Unser Wissen über das Erdinnere stammt vor allem von starken Erdbeben, und zwar von den Wellen, die durch den Planetenkörper selbst hindurch laufen. Das sind zum einen die P-Wellen, die als erste eintreffen und im Seismogramm für den scharfen Anstieg sorgen. Und dann sind da noch die S-Wellen, die langsamer sind und schwächer. P- und S-Wellen sind deshalb so verräterisch, weil sie ihren Lauf ändern, sobald sie auf eine Grenzschicht in der Erde treffen, an der sich die chemischen oder physikalischen Eigenschaften wechseln: Sie werden reflektiert, abgelenkt oder verschwinden ganz. Das Problem:
"Erdbeben entstehen nur in bestimmten Gebieten, meist an den Rändern der Krustenplatten wie im Fall von Japan. In seismisch aktiven Zonen wissen wir deshalb viel über den Aufbau des Erdinneren. Doch abseits dieser aktiven Zonen verschwimmt unser Bild. Dort versagt die Methode. Auf dem Meer könnten uns vielleicht Zyklone weiterhelfen, denn die treten überall auf", erklärt Kiwamu Nishida von der University of Tokyo."
Schwere Stürme, in denen der Luftdruck sehr schnell abfällt, peitschen hohe Wellen auf, die sich überlagern. Eine stehende Welle bildet sich, die ihre Energie bis auf den Meeresboden überträgt. Dort wird diese Wellenenergie dann in seismische verwandelt: in sehr schwache, nicht spürbare Bebenwellen, die ihren Weg auch durch das Erdinnere nehmen, so Nishida:
"Wir fingen im Dezember 2014 mit einem sehr empfindlichen und vor allem sehr dichten Sensor-Netzwerk in Japan seismische Wellen auf, die von einem weit entfernten Sturm erzeugt worden waren. Die Analyse der P- und S-Wellen zeigte, dass der Auslöser ein schwerer Sturm zwischen Island und Grönland war.

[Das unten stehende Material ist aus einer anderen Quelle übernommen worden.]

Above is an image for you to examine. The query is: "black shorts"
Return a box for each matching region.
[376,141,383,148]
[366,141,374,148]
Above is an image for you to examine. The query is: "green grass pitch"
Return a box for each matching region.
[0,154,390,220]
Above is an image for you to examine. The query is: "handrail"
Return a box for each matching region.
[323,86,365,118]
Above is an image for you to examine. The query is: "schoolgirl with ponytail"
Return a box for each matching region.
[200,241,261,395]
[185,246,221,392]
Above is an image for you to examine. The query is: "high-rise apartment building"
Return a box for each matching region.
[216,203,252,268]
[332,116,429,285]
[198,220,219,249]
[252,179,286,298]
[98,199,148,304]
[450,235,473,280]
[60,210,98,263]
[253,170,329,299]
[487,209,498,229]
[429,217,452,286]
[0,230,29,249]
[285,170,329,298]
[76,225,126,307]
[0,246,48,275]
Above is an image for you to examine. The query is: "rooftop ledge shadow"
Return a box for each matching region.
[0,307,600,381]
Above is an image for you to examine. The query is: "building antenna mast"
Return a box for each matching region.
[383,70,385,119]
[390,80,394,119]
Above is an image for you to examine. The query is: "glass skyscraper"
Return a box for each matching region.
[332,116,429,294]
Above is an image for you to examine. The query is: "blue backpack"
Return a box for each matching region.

Wir konnten damals nicht nur - wie bereits andere Forscher vor uns - die dominanten P-Wellen auffangen, sondern erstmals auch die schwächeren S-Wellen. Mit beiden Wellentypen zusammen können wir Genaueres darüber erfahren, wie sturmbedingte Mikrobeben entstehen und wohl auch einiges über die Struktur des Erdinneren unter dem Sturm."
Das Erdinnere erforschen - abseits von Erdbebengebieten?
So spiegeln S-Wellen kleinräumigere Variationen im Gestein wider als P-Wellen. Und sie reagieren empfindlich auf Flüssigkeiten: Treffen sie beispielsweise auf teilweise geschmolzenes Gestein, werden sie langsamer. P- und S-Wellen gemeinsam könnten deshalb ein hochauflösendes Bild der Erdstruktur unter der Wetterbombe liefern, die seismische Tomographie verbessern, hoffen die Forscher. So könnte sich vielleicht die Frage angehen lassen, ob - und wenn ja - welche Rolle Wasser in der Übergangszone zwischen oberem und unterem Erdmantel spielt, sagt Nishida:
"Unsere Entdeckung gibt uns vielleicht ein neues Werkzeug an die Hand, mit dem wir die Strukturen im Erdinneren untersuchen können, wo keine Erdbeben auftreten und wo es keine seismischen Messstationen gibt."
Noch sei das Spekulation. Aber eine interessante, urteilt Peter Gerstoft von der University of California in San Diego, der sich seit Jahren selbst mit dem sogenannten seismischen Hintergrundrauschen beschäftigt, also die Signale von Dünung, vorbeifahrenden Lastwagen oder auch Stürmen untersucht:
"Die japanischen Kollegen haben erstmals von einem Sturm erzeugte S-Wellen beobachtet. Und wenn wir P- und S-Wellen zusammen analysieren können, bekommen wir mehr Informationen. Weil es wahrscheinlich mehr starke Stürme gibt als starke Beben, wäre eine solche Methode wirklich aufregend."
Hoffen auf bessere Karten des Erdmantels
Gerstoft hofft auf bessere Karten des Erdmantels und des Erdkerns. Die könnte es auch tatsächlich geben, denn in der kommenden Woche erscheint ein Artikel einer anderen Forschergruppe, die bei einem Sturm im Pazifik ähnliche Beobachtungen gemacht hat. Dass von Stürmen erzeugte S-Wellen analysiert werden können, scheint also kein Ausnahmephänomen zu sein.